Michael O’Loughlin tours DePaul, the nation’s largest Catholic university and the first to offer a minor in gay and lesbian studies:
Part of the reason in creating the minor was to explore challenging subjects in an academic setting, explained the Rev. James Halstead, the chair of DePaul’s religious studies department. A priest for more than 36 years, Halstead said that the president’s office asked that the minor include a religious, philosophical, or ethical component.
Halstead believes that Catholic universities are precisely the places where great moral questions should be debated. “The obligation of a teacher is to maintain a classroom ethos and atmosphere in which all points of views can be respectfully heard,” he said. Students may dismiss the bishops’ teaching on homosexuality as erroneous, but his job as a professor, he said, involves offering an explanation of texts, not indoctrinating his students.
When I asked what he thought about the critics who questioned DePaul’s Catholic identity because of the minor and various LGBT student groups, Halstead lamented …. “To measure the Catholic identity of a university by asking if it has a LGBT program or not, Jesus, help us all. Do people really think that’s at the heart of Catholic Christianity? To me, it’s just not.”
Instead, he wishes that Catholic schools were judged on how well students answer the “deep questions” such as where they come from and what it means to be human, all in the search for truth. “Truth really is a process of emerging, in goodness and beauty, friendship and love,” he said. “Rational people can figure this stuff out. Reason, enriched by faith, is going to reveal truth.”

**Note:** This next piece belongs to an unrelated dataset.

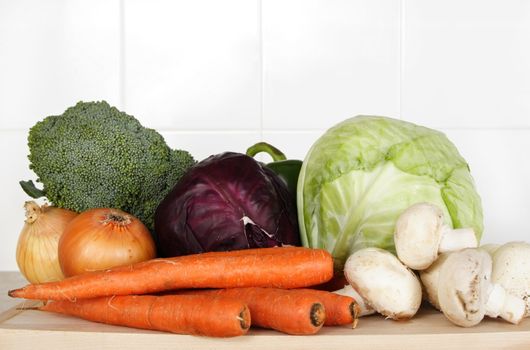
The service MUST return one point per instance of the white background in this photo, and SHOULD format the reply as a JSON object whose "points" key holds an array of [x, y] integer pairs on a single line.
{"points": [[218, 75]]}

O’Loughlin also gets a great quote from another Catholic academic and priest, Paul Crowley:
What the world really needs to hear, and what we so deeply need to hear, is a message of loving mercy and inclusion, rather than judgment. The language of “objective disorder” has proved to be very problematic, to say the least. On one level, all that LGBT people in the Catholic Church are asking for is an affirmation of who they are as human beings, people whom God loves. If you say anything like this in church, people come up to you and say, ‘Thank you Father for being so courageous!’ Well, it’s not courageous, it’s just the Gospel!
I remember going to Notre Dame for the first ever talk there about homosexuality in its history.

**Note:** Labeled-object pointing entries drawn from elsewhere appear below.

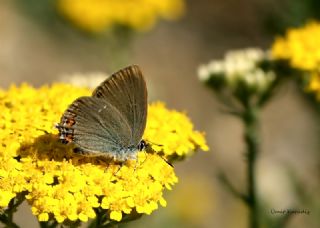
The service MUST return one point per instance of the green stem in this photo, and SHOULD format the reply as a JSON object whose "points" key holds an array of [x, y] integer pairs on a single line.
{"points": [[251, 122]]}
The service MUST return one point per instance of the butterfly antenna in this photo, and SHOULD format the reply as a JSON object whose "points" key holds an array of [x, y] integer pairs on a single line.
{"points": [[161, 156]]}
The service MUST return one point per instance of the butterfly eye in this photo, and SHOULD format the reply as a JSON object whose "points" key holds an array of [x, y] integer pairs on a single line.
{"points": [[142, 145]]}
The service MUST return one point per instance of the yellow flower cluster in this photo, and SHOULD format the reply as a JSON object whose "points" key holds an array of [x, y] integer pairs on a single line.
{"points": [[64, 186], [173, 132], [97, 15], [314, 84], [300, 46]]}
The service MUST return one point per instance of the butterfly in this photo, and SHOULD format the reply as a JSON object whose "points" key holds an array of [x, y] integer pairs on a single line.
{"points": [[112, 121]]}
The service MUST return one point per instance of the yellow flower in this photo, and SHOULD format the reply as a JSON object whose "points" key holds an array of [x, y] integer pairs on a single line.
{"points": [[172, 131], [62, 185], [314, 84], [98, 15], [300, 46]]}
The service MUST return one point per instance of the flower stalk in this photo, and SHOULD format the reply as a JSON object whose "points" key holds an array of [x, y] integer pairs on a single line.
{"points": [[251, 125]]}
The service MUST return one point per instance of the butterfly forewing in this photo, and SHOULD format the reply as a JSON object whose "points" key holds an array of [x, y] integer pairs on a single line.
{"points": [[126, 90]]}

The LGBT group was not allowed to put up posters or publicly advertize the event, and when they did, the group was abolished by the faculty. A broader student body had to sponsor the talk. But it was one of the more riveting evenings of my life: the auditorium so full they had to add another one with a video feed. I spoke about natural law arguments about homosexuality and based my critique on agreement with that church doctrine arguendo. The place jumped at the chance to discuss this; a couple of priests even came out in the question-and-answer session. No one was uncivil; no one was attacking the church. I felt and feel I am defending the church when I point out that its doctrines on homosexuality make no sense on their own terms or are uniquely designed to target one group in society in ways the church would never do with any other. We have ceased to be Christians on this issue. Or rather stopped believing in the core notion best summed up by: “In essential things, unity. In doubtful things, liberty. In all things, charity.”
I believe in dialogue – not yelling – on this. And one of the greatest injuries inflicted on the church by the last Pope was his shutting down of even any discourse on the subject – and several others. The most intellectual of Popes enforced anti-intellectualism with a relentlessness that bordered on hysteria. I hope that’s over now – because reason can help faith and can bring the whole church family closer together. And that combination – of faith and reason – is what keeps Catholicism alive.